Mobile

Early Warning Acquisition Strengthens Authentication Platform

Bank-owned fraud prevention provider Early Warning will acquire mobile authentication vendor Authentify, the companies announced on Tuesday (April 7).

Terms of the deal weren’t announced, and the companies didn’t say when they expected it to close.

The acquisition agreement beefs up Early Warning’s options for blocking fraud, especially for mobile banking. Early Warning, which is owned by Wells Fargo, Bank of America, JPMorgan Chase, BB&T and Capital One, operates a data exchange that lets 1,100 financial institutions and other organizations share customer-related data that could point to fraud (or fraud in the making).

Privately held Authentify supplies multifactor authentication for financial transactions on multiple devices, but it’s largely focused on mobile. That’s become a pain point for banks, which are trying to lure customers with convenient mobile banking (and, not incidentally, keep them out of branches, as branch visits become increasingly expensive compared with mobile transactions).
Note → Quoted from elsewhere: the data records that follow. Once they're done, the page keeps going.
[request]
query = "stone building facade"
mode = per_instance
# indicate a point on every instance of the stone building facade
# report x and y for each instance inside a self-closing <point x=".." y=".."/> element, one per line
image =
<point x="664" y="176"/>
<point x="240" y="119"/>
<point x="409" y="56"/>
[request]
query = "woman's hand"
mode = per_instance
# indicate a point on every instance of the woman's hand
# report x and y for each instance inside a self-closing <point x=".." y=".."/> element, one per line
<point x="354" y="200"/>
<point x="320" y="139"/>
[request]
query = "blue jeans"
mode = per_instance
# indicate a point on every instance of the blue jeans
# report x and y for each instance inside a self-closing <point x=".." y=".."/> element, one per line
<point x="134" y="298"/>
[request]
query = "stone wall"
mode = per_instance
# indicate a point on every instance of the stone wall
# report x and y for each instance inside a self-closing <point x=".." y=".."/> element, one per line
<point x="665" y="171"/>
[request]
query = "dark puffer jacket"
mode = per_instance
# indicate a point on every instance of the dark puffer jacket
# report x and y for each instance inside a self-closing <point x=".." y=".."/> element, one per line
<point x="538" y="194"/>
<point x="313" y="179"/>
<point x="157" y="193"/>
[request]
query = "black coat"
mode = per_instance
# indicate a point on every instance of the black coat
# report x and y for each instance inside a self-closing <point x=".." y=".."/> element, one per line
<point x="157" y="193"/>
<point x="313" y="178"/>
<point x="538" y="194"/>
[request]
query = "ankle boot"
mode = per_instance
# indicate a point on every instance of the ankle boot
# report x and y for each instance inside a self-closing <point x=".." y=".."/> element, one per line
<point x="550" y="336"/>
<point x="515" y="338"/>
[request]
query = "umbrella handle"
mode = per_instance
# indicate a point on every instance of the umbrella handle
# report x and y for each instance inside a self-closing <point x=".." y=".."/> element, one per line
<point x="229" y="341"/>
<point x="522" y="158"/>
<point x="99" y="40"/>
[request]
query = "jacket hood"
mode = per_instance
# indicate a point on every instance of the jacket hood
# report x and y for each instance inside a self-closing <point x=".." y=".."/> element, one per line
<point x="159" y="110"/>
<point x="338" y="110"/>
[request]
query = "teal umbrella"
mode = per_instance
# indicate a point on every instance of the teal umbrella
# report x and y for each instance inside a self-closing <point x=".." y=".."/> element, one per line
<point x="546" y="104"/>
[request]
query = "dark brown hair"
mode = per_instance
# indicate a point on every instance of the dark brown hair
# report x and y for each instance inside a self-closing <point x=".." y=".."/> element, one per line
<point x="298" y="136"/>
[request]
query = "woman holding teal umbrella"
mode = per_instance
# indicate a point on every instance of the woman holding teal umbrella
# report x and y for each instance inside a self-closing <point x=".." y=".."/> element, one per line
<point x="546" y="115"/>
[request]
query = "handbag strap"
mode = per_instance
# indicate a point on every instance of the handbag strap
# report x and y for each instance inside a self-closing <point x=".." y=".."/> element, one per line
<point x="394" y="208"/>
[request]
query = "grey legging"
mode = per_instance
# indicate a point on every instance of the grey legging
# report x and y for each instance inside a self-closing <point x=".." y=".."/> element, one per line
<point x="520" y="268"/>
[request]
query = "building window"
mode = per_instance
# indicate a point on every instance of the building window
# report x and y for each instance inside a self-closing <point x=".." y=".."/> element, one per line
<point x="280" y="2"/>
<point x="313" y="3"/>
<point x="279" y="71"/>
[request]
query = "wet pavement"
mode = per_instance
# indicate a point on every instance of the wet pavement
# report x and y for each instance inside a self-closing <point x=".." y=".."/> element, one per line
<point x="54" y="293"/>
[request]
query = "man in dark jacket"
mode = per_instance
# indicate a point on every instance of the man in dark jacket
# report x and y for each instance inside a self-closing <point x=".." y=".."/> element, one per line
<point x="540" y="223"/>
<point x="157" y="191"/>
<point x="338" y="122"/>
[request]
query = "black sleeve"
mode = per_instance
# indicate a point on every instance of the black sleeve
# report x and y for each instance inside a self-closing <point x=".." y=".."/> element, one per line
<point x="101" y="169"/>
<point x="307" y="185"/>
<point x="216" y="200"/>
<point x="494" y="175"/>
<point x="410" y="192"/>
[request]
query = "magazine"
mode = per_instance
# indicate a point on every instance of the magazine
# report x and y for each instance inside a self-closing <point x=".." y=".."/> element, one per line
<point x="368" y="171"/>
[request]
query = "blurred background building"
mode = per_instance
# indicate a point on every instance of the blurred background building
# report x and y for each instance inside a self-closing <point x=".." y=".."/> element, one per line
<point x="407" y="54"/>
But passwords and PINs are easy for thieves to steal through shoulder-surfing when a customer does mobile banking in a public place, so multifactor authentication has become increasingly important.

“As organizations strive to provide consumers with an online experience that is both seamless and secure, managing authentication factors and methods is crucial,” Early Warning CEO Paul Finch said in a prepared statement. “With the acquisition of Authentify, Early Warning is well on its way to realizing its vision of providing both the powerful multi-faceted authentication needed today plus the advanced authentication needs of the future.”

The result of the Early Warning/Authentify combination will be a platform that improves mobile security and reduces consumer friction through biometric and behavioral authentication, strengthens event-based authentication (instead of depending on user names and passwords), and offers a persistent identifier that’s authenticated in real-time via mobile operators, the companies said.

That should help to better secure the customer end of the transaction. On the back end, it’s still up to banks to use set up their systems to use Early Warning’s databases, both to block unauthorized transactions by cyber thieves and to spot “friendly fraud” by bank customers doing things like using mobile check deposit multiple times at different banks with the same check.